3 Залман Шнеур (1887-1959) - еврейский поэт и прозаик ницшеанского толка, писал на иврите и идише, воспевал высвобождение задавленных условностями инстинктов. Под впечатлением русской революции 1905 г. создал героико-символическую поэму "Маттана" ("Дар"), ставшую любимым произведением социалистической молодежи в Эрец-Исраэль. В поэме "Йемей ѓа-бейнаим миткарвим" ("Близится средневековье", 1913) предсказывал гибель Европы и еврейского народа. Позднее поэтическое произведение Шнеура "Лухот гнузим" ("Сокрытые скрижали", 1948) представляет собой серию фрагментов, якобы пересказывающих неизвестный, обнаруженный археологами апокриф, в котором излагается отличная от изложенной в Писании история дарования Торы. Черниховский Шауль (1875-1943) - еврейский поэт, один из основоположников новой поэзии на иврите, переводчик, врач. Испытал сильное увлечение Ницше и внес свою лепту в известную полемику о превращении "народа Книги" в "раба Книги".

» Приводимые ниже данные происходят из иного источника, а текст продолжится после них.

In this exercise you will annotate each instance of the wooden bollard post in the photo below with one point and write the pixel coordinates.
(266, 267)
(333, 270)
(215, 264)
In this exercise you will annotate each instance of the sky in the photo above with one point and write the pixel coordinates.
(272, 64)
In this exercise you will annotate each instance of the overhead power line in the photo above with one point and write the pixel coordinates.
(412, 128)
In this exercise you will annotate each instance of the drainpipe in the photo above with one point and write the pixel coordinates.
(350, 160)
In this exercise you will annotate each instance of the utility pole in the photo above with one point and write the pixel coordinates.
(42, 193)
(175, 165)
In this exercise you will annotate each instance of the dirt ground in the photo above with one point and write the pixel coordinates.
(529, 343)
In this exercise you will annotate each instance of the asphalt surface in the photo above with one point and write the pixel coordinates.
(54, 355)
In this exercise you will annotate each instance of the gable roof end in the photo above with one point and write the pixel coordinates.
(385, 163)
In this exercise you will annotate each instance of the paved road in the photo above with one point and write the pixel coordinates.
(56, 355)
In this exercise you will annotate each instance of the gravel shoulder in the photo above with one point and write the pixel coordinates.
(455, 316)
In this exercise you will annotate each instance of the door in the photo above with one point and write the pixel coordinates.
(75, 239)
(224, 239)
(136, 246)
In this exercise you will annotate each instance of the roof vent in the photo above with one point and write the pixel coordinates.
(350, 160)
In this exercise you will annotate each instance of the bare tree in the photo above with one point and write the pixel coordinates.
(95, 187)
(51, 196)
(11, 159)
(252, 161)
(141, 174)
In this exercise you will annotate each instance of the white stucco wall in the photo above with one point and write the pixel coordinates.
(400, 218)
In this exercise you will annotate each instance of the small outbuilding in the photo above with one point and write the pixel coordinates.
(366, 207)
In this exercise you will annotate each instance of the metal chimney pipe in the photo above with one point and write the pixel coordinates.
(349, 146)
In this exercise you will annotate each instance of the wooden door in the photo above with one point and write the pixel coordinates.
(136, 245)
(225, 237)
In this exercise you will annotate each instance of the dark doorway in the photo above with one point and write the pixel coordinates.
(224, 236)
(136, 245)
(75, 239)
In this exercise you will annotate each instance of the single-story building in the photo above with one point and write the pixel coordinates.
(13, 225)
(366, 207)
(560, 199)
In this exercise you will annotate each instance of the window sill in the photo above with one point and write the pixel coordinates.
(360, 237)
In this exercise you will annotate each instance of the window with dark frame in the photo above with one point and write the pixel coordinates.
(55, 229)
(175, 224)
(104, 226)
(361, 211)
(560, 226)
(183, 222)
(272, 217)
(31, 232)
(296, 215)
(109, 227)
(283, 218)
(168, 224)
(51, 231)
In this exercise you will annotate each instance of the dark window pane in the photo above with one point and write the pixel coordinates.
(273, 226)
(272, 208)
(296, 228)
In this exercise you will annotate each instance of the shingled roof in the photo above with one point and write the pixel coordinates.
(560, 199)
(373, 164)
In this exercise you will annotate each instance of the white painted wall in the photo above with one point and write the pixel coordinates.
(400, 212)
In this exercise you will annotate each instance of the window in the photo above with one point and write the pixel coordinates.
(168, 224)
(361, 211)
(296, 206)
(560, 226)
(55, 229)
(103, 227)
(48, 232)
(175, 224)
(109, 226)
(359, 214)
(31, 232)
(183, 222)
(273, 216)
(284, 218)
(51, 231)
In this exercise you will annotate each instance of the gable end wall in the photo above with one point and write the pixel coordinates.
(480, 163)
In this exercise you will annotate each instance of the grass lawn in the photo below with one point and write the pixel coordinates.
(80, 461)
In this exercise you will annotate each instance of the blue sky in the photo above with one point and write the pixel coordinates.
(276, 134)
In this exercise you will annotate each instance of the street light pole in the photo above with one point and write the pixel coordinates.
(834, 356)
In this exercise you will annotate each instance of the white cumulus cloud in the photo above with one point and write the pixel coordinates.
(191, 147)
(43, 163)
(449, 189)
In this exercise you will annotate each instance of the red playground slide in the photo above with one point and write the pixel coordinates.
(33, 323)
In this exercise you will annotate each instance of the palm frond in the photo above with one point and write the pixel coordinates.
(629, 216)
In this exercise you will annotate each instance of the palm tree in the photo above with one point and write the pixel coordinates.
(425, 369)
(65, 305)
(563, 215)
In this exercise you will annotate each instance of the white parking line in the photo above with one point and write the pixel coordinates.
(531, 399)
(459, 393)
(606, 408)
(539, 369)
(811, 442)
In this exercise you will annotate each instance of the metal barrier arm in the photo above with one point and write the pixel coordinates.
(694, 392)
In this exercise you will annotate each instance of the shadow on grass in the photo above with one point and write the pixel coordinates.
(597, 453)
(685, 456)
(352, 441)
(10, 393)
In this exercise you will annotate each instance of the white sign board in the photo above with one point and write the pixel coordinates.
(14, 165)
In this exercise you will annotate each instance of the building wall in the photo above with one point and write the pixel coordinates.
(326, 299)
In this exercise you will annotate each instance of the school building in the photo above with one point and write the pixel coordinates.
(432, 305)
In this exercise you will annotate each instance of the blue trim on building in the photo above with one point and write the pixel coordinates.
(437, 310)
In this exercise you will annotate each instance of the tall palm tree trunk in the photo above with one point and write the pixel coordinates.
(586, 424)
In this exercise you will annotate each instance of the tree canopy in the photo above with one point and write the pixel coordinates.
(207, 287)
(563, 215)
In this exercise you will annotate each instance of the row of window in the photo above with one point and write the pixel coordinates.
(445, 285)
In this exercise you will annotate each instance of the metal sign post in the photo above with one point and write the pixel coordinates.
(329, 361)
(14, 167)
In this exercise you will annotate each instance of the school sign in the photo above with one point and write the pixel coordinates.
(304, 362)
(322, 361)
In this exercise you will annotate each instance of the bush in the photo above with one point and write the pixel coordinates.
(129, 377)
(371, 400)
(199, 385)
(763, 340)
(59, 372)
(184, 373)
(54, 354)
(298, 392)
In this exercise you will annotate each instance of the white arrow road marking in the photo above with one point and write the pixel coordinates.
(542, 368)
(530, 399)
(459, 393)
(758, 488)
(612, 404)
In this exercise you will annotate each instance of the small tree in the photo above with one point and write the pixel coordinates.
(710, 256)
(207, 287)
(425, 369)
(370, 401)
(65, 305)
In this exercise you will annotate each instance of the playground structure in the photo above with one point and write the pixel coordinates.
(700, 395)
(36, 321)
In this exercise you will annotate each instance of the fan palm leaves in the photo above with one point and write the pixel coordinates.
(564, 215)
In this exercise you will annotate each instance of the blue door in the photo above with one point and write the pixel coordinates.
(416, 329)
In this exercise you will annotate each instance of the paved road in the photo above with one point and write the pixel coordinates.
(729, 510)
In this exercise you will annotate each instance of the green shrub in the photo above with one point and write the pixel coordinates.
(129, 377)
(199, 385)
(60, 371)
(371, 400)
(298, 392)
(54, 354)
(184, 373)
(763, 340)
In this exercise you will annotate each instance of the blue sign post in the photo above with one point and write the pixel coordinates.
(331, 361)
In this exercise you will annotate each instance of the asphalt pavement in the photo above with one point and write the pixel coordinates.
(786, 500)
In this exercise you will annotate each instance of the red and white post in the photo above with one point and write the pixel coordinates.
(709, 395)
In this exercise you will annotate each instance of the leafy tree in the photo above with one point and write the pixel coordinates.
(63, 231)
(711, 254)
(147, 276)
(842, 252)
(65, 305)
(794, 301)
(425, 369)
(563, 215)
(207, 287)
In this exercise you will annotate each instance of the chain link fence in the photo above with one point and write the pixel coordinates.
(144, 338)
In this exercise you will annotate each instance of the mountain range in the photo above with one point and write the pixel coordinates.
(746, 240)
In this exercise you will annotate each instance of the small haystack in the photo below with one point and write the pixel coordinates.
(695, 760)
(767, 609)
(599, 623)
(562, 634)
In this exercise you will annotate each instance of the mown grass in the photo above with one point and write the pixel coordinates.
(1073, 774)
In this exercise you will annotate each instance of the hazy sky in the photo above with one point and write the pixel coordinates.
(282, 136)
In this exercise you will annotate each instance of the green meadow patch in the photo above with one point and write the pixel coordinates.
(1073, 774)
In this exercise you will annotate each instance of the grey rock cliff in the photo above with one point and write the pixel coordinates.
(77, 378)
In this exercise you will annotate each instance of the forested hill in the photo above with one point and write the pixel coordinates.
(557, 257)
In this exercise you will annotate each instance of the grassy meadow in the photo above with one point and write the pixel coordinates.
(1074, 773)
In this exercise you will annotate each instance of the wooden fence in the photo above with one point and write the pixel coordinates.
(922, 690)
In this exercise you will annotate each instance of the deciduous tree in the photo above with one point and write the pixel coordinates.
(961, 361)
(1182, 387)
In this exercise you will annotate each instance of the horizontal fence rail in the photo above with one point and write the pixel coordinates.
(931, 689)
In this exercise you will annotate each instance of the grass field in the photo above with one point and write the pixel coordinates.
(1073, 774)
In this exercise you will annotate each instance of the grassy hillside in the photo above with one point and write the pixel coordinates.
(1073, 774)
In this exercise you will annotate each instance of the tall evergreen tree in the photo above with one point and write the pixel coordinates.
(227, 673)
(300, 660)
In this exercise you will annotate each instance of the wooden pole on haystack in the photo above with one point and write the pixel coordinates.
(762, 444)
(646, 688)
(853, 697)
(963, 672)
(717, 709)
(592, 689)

4 Шмуэль-Ѓуго Бергман (1883-1975) - философ и историк философии, первый директор Еврейской национальной и университетской библиотеки в Иерусалиме, лауреат Государственной премии Израиля в области гуманитарных наук (1954) и за общественную деятельность (1974). Отношение Бергмана к религии сложилось под влиянием Р. Штайнера, М. Бубера и Ф. Розенцвейга, а также некоторых христианских и индийских философов.
5 Йеѓошуа Порат - современный израильский востоковед, профессор, автор фундаментальных работ по истории палестинского национализма и британской политики на Ближнем Востоке. Известен как сторонник ханаанейской идеи, автор популярной биографии Йонатана Ратоша "Человек с мечом и пером" (1989).
6 Антуан Саада (1904-1949) - национальный теоретик и политический активист, создатель Сирийской национал-социалистической партии. Как и большинство арабских интеллектуалов того времени, был убежденным сторонником нацизма. После провала попытки государственного переворота в Ливане бежал в Дамаск, был выдан ливанским властям и казнен по приговору военного суда.
7 Ханан Хевер (1953-) - современный израильский исследователь литературы, профессор, глава кафедры в Еврейском университете в Иерусалиме, активист леворадикального движения "Йешь гвуль" ("Есть граница") и один из учредителей схожего по целям движения "ѓа-Шана ѓа-эсрим ве-ахат" ("21-й год").
8 Бенедикт Андерсон (1936-) - современный английский социолог, исследователь национализма, профессор Корнельского университета, автор книги "Воображаемые сообщества".
9 Хаим Гури (1929-) - современный израильский поэт, писатель и журналист, лауреат Государственной премии Израиля (1988).
10 Ахад ѓа-Ам (Ашер-Ѓирш Гинцберг, 1856-1927) - еврейский писатель-публицист и философ, основоположник т.н. "духовного сионизма". Впервые привлек внимание к себе критикой доминантного направления в раннесионистском движении Ховевей-Цион, в последующие годы неоднократно выступал с критическими обзорами экономической, социальной и духовной жизни еврейских поселений Эрец-Исраэль, возглавлял издательство "Ахиасаф" и журнал "Ѓашиллоах", был видным оппонентом Т. Герцля и М. Нордау (в частности, при обсуждении угандийского плана), жил в Одессе и с 1907 г. в Лондоне, в 1922 г. окончательно переселился в Эрец-Исраэль.